The other revisions planned aim to slice red tape. “Reducing the time frame for completion of the home study report from two months to a month and simplification of the procedures for inter-country family/relative adoptions are some of the changes being contemplated,” Maneka said.
The “home study report” is prepared by a social worker who assesses conditions at the home of a prospective parent. “The report has to be submitted within two months of the application. We plan to cut that to a month,” said a ministry official.
Maneka, whose ministry is working towards fine-tuning the Juvenile Justice (JJ) Act with emphasis on adoption, has already written to adoption agencies in states, child welfare committee heads and judges not to delay the process. The minister’s intervention seems to have helped: of some 2,800 applications held up, 700 have been cleared after the letters were sent a month ago.
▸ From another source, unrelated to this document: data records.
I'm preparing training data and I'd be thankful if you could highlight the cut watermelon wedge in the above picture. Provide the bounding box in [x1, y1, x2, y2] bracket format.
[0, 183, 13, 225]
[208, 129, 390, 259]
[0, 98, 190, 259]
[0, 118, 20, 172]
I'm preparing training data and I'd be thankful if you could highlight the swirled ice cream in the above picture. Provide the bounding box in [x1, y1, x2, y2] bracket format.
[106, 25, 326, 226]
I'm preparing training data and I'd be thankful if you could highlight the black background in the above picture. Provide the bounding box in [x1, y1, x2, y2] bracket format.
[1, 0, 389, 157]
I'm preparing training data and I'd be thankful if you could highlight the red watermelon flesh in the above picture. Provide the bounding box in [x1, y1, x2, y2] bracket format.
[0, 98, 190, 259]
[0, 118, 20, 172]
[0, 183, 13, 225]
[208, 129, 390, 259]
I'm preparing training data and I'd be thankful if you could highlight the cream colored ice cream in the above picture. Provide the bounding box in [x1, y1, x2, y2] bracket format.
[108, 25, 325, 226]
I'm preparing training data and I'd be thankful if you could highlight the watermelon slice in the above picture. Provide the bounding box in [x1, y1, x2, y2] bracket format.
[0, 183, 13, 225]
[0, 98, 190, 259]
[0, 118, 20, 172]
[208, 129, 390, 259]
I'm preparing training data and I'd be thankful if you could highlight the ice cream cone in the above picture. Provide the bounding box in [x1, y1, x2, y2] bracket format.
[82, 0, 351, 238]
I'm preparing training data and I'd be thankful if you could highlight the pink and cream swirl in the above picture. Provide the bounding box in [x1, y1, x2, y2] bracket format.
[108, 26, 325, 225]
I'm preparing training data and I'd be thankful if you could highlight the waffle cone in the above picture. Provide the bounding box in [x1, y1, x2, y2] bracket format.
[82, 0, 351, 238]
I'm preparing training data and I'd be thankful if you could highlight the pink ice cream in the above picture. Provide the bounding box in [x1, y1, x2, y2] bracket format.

The revised guidelines, which sources said would be formally notified after the new JJ Act is passed by Parliament, will fix the waiting period for adoption at four months. It now stretches to a year.
Although Maneka’s reply did not offer more details, sources in her ministry said the new guidelines would also include directions to all agencies to get a “surrendered” child — one voluntarily given up by parents — available for adoption within a month. This period is two months now.
For abandoned children less than two years old, state child welfare committees have to declare them available for adoption within two months.
The ministry also intends to link the Central Adoption Research Agency (Cara) to all 400 adoption agencies in the country, seeking to fulfil a pledge made, but not kept, by the UPA government.
Cara, the Centre’s nodal agency for adoption, is linked to only 70 of the agencies at present.
The agencies will be linked among themselves too and with all childcare institutions. The measures seek to ensure the children find parents as quickly as possible.
Sources indicated that the guidelines would include a section on inter-country family adoptions enabling family members living abroad to easily adopt children of relatives in India.